Alcance y algoritmo
¿Cuántos de tus seguidores ven realmente lo que publicas?
Tienes 1.800 seguidores. Publicas una foto del corte de pelo que acabas de hacer y a las 24 horas Instagram te dice que ha llegado a 312 cuentas. La…
Tienes 1.800 seguidores. Publicas una foto del corte de pelo que acabas de hacer y a las 24 horas Instagram te dice que ha llegado a 312 cuentas. La primera reacción es pensar que algo va mal, que te han castigado, que el algoritmo te tiene en el punto de mira.
No. Eso es más o menos lo normal. Y si tuvieras 18.000 seguidores en lugar de 1.800, el porcentaje sería todavía más bajo. Vamos a poner el número exacto de tu cuenta encima de la mesa, con la calculadora, para que dejes de compararte con una idea que no existe.
Primero: los seguidores no son una lista de correo
Hay una imagen mental que hace mucho daño: pensar que tus seguidores son como los suscriptores de un boletín. Que si tienes 1.800, cada publicación sale hacia 1.800 buzones y luego unos la abren y otros no.
No funciona así. Instagram decide, seguidor por seguidor, si le muestra tu publicación o no. Y lo decide antes de que esa persona tenga la oportunidad de ignorarte. Muchos de tus seguidores no es que hayan pasado de largo por tu foto: es que nunca la vieron en pantalla.
Por eso la pregunta «¿cuántos de mis seguidores ven lo que publico?» tiene respuesta numérica, y casi siempre es más baja de lo que la gente supone. Si no tienes claro qué mide cada cosa en tus estadísticas, te viene bien leer antes la diferencia entre alcance, impresiones y visitas, porque para el cálculo que viene ahora vas a necesitar el dato correcto.
La fórmula, paso a paso
Es una división. Nada más.
(Cuentas alcanzadas que son seguidores ÷ Total de seguidores) × 100
Lo importante está en el primer número, y es donde casi todo el mundo se equivoca. El «alcance» total de una publicación incluye a gente que no te sigue: personas que te encontraron en Explorar, en la pestaña de Reels, o porque una amiga les mandó tu vídeo por privado. Si divides el alcance total entre tus seguidores, te sale un porcentaje inflado que no responde a la pregunta.
Cómo sacar el dato bueno:
- Abre una publicación tuya de hace al menos tres o cuatro días.
- Toca en «Ver estadísticas» (necesitas cuenta profesional; si tienes cuenta de empresa, ya la tienes).
- Busca «Cuentas alcanzadas». Dentro verás un desglose entre seguidores y no seguidores, normalmente en porcentaje.
- Multiplica: si te dice que alcanzaste 312 cuentas y que el 78 % eran seguidores, tu alcance entre seguidores es de unos 243 personas.
- Divide entre tus seguidores totales: 243 ÷ 1.800 = 0,135. Es decir, 13,5 %.
Ese es tu número.
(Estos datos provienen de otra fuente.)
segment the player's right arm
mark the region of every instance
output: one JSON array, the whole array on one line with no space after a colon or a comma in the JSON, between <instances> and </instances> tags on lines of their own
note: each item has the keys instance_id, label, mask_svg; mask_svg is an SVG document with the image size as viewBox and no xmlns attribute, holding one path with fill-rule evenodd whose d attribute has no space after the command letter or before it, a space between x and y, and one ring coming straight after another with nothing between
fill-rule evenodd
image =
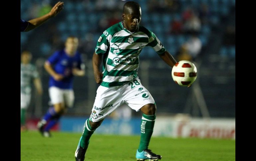
<instances>
[{"instance_id":1,"label":"player's right arm","mask_svg":"<svg viewBox=\"0 0 256 161\"><path fill-rule=\"evenodd\" d=\"M93 68L93 74L95 81L98 84L102 82L102 78L103 77L103 74L100 72L100 70L102 59L102 54L96 54L95 52L93 53L92 56L92 67Z\"/></svg>"},{"instance_id":2,"label":"player's right arm","mask_svg":"<svg viewBox=\"0 0 256 161\"><path fill-rule=\"evenodd\" d=\"M48 61L47 61L45 63L44 67L46 71L53 77L55 80L60 81L63 79L64 77L63 76L55 72Z\"/></svg>"}]
</instances>

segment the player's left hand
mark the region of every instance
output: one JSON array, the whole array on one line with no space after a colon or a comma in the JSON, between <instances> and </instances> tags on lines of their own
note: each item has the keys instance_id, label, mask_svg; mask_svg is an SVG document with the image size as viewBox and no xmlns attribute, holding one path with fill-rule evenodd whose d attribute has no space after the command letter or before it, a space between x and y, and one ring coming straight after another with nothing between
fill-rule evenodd
<instances>
[{"instance_id":1,"label":"player's left hand","mask_svg":"<svg viewBox=\"0 0 256 161\"><path fill-rule=\"evenodd\" d=\"M64 2L58 2L53 6L49 14L51 17L55 16L63 9L64 6Z\"/></svg>"}]
</instances>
Ahora repítelo con las últimas ocho o diez publicaciones y quédate con el valor del medio, no con el promedio. Si un reel se te fue de las manos y llegó a 9.000 personas, la media te va a mentir. Ordena los porcentajes de menor a mayor y coge el de la mitad: eso es lo que pasa un día cualquiera en tu cuenta.
Calcula el porcentaje por separado para fotos del feed y para reels. Suelen dar resultados muy distintos: los reels tienden a llegar a más gente que no te sigue, y las fotos del feed a un núcleo más fiel de seguidores. Mezclarlos en el mismo cálculo te deja un número que no significa nada.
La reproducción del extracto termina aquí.